Pik3cd-flox Mouse

Pik3cd, encoding the catalytic p110δ subunit of phosphoinositide 3-kinase (PI3K), is crucial in the PI3K-AKT-mechanistic target of rapamycin pathway. This pathway is involved in various biological processes such as cell growth, differentiation, and immune response [2,7].

In breast carcinoma, Pik3cd expression is associated with prognosis, epithelial-mesenchymal transition (EMT), and tumor immune infiltration. In gastric carcinoma, its overexpression promotes tumor development, and genetic silencing retards proliferation and migration both in vitro and in vivo [1,4]. In glioblastoma, knockout of Pik3cd in cell lines reduces migration, invasion, and colony-forming ability, and negates tumorigenesis in nude mice, potentially acting through cytoskeletal proteins PAK3 and PLEK2 [5]. In colorectal cancer, overexpression of Pik3cd promotes cell growth, migration, and invasion by activating AKT/GSK-3β/β-catenin signaling [6]. In abnormal retinal angiogenesis, editing genomic Pik3cd in a mouse model significantly reduces pathological angiogenesis [3]. In addition, in diabetic retinopathy, Pik3cd is involved in promoting microvascular endothelial cell proliferation, migration, and angiogenesis [8].

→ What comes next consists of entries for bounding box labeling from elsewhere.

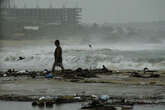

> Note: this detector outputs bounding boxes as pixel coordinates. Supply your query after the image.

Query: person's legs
[52,62,56,72]
[60,65,64,71]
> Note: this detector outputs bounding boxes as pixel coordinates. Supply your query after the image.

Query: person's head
[54,40,60,46]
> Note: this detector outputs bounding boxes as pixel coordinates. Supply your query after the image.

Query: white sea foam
[0,43,165,71]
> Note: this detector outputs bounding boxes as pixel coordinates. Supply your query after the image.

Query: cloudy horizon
[0,0,165,24]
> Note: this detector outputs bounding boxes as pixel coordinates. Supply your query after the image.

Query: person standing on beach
[52,40,64,72]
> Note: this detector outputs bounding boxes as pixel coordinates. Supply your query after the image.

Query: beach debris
[122,105,133,110]
[102,65,109,72]
[99,95,110,101]
[17,56,25,61]
[130,67,160,78]
[45,73,53,79]
[43,69,53,79]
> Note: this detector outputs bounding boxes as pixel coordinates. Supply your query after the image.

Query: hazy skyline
[1,0,165,24]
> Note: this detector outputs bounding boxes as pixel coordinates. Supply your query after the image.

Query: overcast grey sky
[4,0,165,24]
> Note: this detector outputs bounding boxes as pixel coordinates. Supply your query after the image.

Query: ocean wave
[0,47,165,70]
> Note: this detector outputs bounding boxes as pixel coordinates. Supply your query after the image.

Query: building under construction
[0,0,81,39]
[0,0,81,24]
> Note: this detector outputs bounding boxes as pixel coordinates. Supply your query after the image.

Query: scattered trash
[99,95,110,101]
[45,73,53,79]
[17,56,25,61]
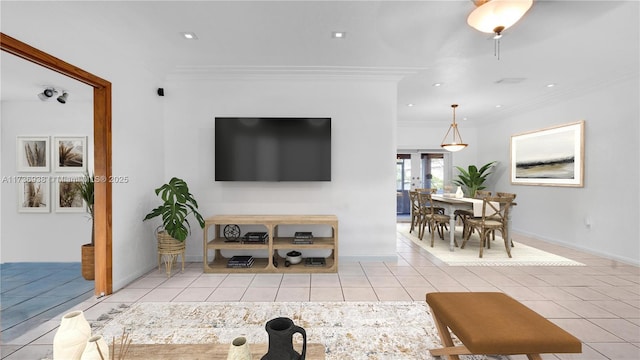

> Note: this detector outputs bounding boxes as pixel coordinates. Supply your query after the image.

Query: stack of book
[304,257,327,266]
[293,231,313,244]
[242,231,269,244]
[227,255,253,268]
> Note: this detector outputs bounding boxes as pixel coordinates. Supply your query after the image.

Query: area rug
[92,302,509,360]
[397,224,584,266]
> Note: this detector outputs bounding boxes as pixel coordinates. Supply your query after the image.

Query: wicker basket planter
[156,228,186,277]
[81,244,96,280]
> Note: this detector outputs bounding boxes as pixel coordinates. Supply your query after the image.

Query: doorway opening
[396,150,451,222]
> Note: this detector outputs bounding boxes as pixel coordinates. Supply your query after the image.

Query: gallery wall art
[511,121,584,187]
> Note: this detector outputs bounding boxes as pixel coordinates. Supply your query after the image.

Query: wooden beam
[0,32,113,296]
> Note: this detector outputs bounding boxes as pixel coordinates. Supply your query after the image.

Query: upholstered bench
[426,292,582,360]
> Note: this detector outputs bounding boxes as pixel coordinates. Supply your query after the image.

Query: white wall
[0,98,93,263]
[478,74,640,264]
[157,77,396,260]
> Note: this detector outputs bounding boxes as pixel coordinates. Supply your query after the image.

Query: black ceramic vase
[261,317,307,360]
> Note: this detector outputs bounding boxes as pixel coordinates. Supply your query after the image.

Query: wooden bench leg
[429,310,471,360]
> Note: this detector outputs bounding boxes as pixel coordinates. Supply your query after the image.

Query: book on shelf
[242,231,269,244]
[304,257,327,266]
[291,238,313,245]
[293,231,313,239]
[292,231,313,244]
[227,255,254,268]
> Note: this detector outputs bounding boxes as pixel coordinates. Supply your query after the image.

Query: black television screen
[215,117,331,181]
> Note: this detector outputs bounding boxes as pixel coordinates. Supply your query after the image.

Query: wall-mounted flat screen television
[215,117,331,181]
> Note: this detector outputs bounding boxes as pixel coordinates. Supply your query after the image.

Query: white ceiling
[0,0,640,126]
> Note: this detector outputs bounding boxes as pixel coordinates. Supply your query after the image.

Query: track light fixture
[58,91,69,104]
[38,87,69,104]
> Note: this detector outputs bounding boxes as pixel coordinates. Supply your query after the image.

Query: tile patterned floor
[2,224,640,360]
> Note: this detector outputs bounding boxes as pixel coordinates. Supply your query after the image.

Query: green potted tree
[453,161,496,197]
[75,171,95,280]
[142,177,204,276]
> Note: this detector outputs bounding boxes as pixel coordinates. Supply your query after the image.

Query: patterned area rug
[92,302,509,360]
[397,224,584,266]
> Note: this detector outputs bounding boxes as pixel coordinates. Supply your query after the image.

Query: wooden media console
[203,215,338,273]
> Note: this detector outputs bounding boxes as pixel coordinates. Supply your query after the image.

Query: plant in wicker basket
[74,171,95,280]
[453,161,496,197]
[142,177,204,241]
[142,177,204,276]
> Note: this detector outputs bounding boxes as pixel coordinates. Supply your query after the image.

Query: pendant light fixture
[440,104,468,152]
[467,0,533,58]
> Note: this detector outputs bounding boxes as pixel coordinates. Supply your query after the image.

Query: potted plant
[142,177,204,276]
[453,161,496,197]
[76,171,95,280]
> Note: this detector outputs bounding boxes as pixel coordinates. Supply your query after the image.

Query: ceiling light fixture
[440,104,468,152]
[467,0,533,59]
[38,87,69,104]
[38,88,58,101]
[180,32,198,40]
[58,91,69,104]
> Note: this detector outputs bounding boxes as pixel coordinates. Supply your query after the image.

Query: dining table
[431,194,515,251]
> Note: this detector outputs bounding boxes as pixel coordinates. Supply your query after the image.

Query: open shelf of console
[203,215,338,273]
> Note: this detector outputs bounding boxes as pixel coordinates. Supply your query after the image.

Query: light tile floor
[2,224,640,360]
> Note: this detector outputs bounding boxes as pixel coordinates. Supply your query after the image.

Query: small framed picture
[53,175,85,213]
[16,136,50,172]
[53,136,87,172]
[18,180,51,213]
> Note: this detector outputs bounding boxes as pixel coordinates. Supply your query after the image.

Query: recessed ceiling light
[180,32,198,40]
[331,31,347,39]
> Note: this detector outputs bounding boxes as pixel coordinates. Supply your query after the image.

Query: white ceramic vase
[80,335,110,360]
[53,310,91,360]
[227,337,251,360]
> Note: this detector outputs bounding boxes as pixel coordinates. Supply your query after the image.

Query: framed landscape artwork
[18,181,51,213]
[53,136,87,172]
[16,136,50,172]
[54,176,85,213]
[511,121,584,187]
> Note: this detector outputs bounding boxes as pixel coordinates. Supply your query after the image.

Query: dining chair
[453,190,491,238]
[418,192,450,247]
[460,197,513,257]
[409,189,421,233]
[492,192,517,247]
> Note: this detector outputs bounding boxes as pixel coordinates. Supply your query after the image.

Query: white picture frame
[16,136,51,172]
[52,175,86,213]
[18,176,51,213]
[511,120,584,187]
[52,136,87,172]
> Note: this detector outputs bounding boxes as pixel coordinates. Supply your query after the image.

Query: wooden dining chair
[418,192,450,247]
[409,189,421,233]
[454,190,491,238]
[460,197,513,257]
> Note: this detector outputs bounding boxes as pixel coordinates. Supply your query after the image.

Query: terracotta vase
[80,335,110,360]
[261,317,307,360]
[227,337,251,360]
[53,310,91,360]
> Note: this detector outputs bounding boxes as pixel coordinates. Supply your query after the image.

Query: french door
[396,151,451,215]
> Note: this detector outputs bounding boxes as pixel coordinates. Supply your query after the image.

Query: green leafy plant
[142,177,204,241]
[453,161,496,197]
[75,171,95,246]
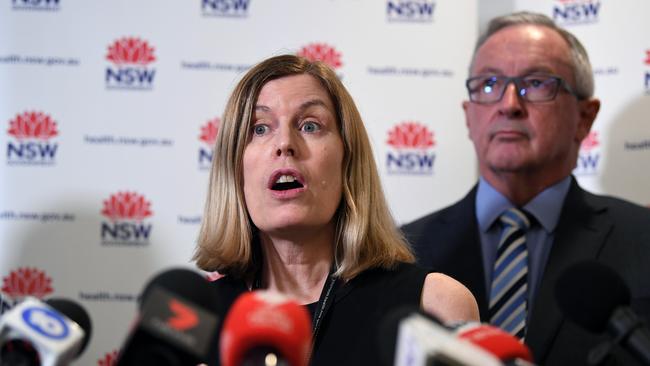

In conclusion, Pik3cd plays essential roles in multiple biological processes and disease conditions. Studies using gene knockout models, such as in glioblastoma and abnormal retinal angiogenesis mouse models, have revealed its role in tumorigenesis and angiogenesis. These findings suggest that Pik3cd could be a potential therapeutic target for various diseases including carcinomas, glioblastoma, and diseases related to abnormal angiogenesis [3,5].